John Carpenter é sorrateiro quando o assunto é esconder os momentos de virada em seus filmes. É sempre surpreendente acompanhar quem será a primeira vítima, quais os destinos de suas personagens e até onde vai a força da figura ou situação sobrenatural. Para realizar tal intento, Carpenter joga com as dinâmicas rítmicas, estendendo e encurtando as situações narrativas.
Príncipe das Sombras é um exemplar desta característica do cineasta. Utilizando um prólogo extenso, coberto de introduções, pistas e uma música incidental insistente, o espectador pode ser perguntar quando virá à tona o pavor ou as tensões.
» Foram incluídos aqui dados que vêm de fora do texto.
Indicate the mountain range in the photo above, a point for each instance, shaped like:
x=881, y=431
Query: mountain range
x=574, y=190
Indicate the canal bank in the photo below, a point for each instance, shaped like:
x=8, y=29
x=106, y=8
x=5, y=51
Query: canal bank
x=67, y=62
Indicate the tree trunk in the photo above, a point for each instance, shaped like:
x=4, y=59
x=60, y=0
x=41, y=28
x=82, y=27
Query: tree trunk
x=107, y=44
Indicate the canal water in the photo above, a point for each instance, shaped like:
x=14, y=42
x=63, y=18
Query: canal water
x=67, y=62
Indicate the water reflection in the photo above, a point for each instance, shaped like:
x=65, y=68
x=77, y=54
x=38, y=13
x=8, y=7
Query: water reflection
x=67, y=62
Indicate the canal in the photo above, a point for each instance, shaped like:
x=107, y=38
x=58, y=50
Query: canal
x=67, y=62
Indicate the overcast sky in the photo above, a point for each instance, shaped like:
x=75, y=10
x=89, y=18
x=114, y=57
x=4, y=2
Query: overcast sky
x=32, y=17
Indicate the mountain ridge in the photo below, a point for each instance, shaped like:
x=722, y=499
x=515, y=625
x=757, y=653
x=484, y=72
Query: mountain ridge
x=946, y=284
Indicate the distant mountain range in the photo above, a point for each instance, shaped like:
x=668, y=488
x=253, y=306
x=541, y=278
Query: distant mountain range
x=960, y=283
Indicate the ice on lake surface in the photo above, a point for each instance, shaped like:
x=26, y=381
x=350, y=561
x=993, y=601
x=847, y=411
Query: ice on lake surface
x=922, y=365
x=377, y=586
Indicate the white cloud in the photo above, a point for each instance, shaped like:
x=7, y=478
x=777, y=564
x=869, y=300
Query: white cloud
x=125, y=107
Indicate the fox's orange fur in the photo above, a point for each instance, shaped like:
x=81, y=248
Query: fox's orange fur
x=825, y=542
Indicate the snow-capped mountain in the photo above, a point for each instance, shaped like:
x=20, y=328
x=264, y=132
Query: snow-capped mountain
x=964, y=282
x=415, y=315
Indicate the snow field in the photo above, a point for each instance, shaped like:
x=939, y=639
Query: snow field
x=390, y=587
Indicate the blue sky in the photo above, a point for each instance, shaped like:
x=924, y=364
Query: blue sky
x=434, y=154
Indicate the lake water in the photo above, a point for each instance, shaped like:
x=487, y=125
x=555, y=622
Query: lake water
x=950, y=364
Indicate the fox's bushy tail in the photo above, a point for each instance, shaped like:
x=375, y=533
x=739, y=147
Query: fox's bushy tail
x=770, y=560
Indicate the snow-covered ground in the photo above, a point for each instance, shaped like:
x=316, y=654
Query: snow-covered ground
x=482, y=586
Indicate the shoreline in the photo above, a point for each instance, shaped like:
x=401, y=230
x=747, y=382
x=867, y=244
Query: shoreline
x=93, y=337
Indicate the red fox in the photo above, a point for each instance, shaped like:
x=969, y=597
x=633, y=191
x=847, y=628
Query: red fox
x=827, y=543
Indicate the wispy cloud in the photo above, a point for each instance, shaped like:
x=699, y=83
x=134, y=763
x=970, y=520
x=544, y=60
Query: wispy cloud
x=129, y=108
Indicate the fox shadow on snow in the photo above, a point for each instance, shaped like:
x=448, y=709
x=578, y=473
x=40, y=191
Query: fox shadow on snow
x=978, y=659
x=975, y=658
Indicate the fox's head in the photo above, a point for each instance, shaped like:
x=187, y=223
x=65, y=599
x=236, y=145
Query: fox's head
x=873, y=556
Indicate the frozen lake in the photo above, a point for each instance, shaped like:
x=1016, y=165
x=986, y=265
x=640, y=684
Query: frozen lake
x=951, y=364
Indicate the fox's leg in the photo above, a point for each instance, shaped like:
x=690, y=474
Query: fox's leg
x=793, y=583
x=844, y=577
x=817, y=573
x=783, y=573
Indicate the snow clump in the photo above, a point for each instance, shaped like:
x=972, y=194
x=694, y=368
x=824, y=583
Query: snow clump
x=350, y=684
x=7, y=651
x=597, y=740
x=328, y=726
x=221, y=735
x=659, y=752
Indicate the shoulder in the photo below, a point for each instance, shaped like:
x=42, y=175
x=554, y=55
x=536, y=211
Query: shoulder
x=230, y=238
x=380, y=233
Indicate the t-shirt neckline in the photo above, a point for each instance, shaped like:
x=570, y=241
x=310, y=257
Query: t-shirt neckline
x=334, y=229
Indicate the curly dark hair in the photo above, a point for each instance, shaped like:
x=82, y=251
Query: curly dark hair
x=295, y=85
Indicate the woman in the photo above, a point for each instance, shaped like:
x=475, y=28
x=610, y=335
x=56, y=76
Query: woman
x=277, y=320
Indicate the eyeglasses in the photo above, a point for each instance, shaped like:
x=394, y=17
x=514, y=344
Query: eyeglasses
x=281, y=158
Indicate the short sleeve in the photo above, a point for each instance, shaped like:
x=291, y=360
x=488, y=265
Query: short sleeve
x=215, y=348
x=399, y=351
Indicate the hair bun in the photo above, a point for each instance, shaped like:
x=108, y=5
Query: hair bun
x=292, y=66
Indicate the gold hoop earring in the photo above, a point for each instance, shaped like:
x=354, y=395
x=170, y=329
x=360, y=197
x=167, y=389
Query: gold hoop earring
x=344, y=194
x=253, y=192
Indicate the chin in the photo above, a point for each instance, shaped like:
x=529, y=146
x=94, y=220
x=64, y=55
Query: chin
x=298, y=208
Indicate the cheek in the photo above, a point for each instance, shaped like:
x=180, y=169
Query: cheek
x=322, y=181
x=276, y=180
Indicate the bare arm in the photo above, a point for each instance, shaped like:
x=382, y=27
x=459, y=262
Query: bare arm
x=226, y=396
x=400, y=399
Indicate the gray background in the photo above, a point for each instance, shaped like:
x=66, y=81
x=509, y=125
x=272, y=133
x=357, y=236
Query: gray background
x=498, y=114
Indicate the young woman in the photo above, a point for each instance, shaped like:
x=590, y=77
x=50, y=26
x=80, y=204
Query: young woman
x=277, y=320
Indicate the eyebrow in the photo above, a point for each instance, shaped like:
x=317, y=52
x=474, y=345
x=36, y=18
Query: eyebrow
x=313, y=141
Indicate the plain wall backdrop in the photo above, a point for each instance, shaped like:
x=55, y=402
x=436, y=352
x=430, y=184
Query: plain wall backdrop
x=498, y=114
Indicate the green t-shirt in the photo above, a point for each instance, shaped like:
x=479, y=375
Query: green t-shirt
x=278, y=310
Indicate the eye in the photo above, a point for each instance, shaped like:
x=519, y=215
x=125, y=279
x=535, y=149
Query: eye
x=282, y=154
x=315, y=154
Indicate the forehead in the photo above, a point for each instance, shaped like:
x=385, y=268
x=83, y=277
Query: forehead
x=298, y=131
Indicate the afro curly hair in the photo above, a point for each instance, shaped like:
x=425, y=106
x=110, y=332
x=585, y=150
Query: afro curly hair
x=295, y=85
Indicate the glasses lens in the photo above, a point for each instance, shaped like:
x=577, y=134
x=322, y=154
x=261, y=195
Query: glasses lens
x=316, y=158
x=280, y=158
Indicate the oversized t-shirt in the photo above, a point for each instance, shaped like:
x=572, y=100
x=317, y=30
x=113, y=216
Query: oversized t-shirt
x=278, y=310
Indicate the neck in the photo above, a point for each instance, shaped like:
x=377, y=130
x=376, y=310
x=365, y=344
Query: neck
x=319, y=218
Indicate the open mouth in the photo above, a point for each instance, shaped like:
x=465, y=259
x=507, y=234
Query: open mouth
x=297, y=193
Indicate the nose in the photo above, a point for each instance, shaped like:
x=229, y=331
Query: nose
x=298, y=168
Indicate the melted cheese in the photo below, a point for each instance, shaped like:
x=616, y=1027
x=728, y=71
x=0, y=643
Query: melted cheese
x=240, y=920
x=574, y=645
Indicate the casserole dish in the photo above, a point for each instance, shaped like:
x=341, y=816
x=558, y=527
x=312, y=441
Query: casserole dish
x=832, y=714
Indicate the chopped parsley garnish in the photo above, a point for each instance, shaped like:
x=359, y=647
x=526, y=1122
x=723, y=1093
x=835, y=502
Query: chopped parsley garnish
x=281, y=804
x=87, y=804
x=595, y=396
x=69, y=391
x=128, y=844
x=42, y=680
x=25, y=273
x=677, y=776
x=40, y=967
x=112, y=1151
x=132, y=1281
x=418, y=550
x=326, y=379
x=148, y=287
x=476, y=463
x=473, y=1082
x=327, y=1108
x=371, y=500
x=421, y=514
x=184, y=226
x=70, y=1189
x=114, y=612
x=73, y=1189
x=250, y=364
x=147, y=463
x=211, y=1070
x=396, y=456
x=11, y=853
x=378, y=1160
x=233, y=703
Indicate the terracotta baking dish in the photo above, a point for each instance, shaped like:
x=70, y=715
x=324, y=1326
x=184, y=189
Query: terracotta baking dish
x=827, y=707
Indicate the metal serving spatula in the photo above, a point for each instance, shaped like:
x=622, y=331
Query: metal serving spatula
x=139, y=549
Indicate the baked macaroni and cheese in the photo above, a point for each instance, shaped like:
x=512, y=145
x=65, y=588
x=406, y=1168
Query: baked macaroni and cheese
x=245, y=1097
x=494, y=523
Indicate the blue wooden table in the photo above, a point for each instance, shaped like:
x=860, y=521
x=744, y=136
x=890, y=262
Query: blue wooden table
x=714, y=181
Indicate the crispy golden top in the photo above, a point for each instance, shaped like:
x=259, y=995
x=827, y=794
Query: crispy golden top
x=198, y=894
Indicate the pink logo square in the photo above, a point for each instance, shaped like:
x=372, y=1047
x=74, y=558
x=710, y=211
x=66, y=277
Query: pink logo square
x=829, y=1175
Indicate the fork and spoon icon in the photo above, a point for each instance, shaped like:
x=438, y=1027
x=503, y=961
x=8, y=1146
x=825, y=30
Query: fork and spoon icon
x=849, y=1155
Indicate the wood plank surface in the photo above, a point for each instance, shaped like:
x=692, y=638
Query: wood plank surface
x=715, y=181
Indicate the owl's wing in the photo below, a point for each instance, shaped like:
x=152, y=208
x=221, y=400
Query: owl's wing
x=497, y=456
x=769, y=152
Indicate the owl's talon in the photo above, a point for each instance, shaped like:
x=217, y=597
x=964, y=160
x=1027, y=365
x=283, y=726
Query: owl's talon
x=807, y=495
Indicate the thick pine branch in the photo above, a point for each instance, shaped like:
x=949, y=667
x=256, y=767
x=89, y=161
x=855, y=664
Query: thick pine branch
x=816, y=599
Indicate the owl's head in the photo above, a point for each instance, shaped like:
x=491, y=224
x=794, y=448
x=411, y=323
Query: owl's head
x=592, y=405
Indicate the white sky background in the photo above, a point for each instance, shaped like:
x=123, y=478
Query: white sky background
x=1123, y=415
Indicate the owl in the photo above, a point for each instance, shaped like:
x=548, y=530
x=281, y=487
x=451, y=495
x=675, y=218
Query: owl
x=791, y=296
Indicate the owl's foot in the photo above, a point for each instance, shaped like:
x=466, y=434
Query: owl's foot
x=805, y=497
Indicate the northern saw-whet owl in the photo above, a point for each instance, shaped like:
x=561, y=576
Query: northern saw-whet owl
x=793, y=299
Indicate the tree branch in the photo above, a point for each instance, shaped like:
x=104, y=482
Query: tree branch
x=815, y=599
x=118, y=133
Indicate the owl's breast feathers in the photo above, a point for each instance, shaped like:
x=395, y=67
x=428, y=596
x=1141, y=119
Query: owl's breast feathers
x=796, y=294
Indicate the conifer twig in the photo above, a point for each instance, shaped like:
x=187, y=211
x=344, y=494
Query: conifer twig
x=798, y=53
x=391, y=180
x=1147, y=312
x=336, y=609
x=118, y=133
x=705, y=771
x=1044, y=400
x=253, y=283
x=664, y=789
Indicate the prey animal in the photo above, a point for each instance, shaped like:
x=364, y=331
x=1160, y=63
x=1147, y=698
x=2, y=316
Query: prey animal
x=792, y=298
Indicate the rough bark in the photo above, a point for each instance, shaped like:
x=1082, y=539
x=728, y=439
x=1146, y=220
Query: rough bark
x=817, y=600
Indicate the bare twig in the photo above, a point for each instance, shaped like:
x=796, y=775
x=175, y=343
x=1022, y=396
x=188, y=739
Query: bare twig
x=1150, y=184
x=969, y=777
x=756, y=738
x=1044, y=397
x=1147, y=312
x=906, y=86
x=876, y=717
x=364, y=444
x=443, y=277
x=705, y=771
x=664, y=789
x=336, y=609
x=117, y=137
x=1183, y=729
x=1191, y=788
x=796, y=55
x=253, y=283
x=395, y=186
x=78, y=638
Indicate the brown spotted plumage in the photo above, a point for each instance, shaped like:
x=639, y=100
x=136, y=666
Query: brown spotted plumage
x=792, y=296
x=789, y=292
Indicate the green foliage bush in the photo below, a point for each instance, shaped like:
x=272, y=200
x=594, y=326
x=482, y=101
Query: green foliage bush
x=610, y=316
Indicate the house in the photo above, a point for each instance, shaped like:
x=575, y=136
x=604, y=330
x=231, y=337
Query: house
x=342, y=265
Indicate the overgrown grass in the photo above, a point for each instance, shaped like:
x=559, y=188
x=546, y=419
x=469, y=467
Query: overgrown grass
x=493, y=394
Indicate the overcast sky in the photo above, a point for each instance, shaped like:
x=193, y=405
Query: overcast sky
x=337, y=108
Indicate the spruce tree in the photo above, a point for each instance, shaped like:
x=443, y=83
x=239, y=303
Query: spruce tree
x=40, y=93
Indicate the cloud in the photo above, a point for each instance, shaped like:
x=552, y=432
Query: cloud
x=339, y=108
Contudo, o diretor utiliza este momento para captar a atenção do público e deixar marcados os traços de personalidade das personagens, bem como o perigo iminente que está por vir.
A progressão aqui funciona de um jeito, talvez, específico. Ao invés de subir a suspensão, o susto e o pavor lentamente, aqui, existem blocos de viradas, que possuem um aumento do nível dos conflitos das situações. O tom, em cada plot twist, cresce, fomentando a atmosfera do filme. Há o momento de elaboração de universo ficcional, a chegada à antiga igreja, a descoberta do poder do cilindro encapetado etc.
Desta maneira, é por isso que o início da projeção se faz tão importante. Pois, não há retorno para investigar as relações, somente caos que se eleva até o seu clímax. Neste sentido, a decupagem contribui para fomentar o clima de medo e extrapolação do real, advindos do longa-metragem. Os planos tomam seu tempo e deixam que quem assiste observe as emoções das personagens, enquanto elas se deparam com fatos completamente assustadores. Acompanhar estas reações, mais do que os ataques, faz com que o que está por vir seja menos previsível. Neste sentido, também é importante apontar a coragem de Carpenter aqui em Príncipe das Sombras.
Não há uma palavra melhor do que “insana” para descrever a premissa da trama, bem como o seu desenvolvimento. O risco em colocar uma possessão que acontece por meio de um vômito de gosma, insetos que se espalham pelo espaço e zumbis endemoniados é alto. Mas, é através da repulsa que Carpenter direciona o seu terror aqui. Seja nas modificações de como essa rajada de líquido será disparada ou como os bichos vão se proliferando e se tornando maiores etc, os limites situacionais vão sendo ultrapassados, para que as personagens se vejam em momentos de horror e choque. Esta construção deixa a sessão cada vez mais provocativa e forte.
E a força das sensações transmitidas vem também da interpretação do elenco, principalmente do ator Jessie Lawrence Ferguson (Tudo em família). O seu trabalho de ator, que perpassa não apenas pelas intenções conscientes de texto, mas também de movimentação e tônus corporal, entregam as cenas mais horripilantes da obra. O que eleva esta potencialidade é a transformação de seu Calder, que vai de um homem pacífico e tranquilo, para um possuído ser, cheio de sarcasmo e poder de perseguição.
Príncipe das Sombras se faz, assim, como um perturbador título de seu gênero. Com coesão e uma tecnicidade em função de provocar sentimentos profundos no público, ele consegue impactar, mesmo depois de tanto tempo de seu lançamento (1987). Ainda que demore um pouco para engatar, quando o mesmo ocorre, é possível compreender porque segurar tanto para iniciar as sequências de medo.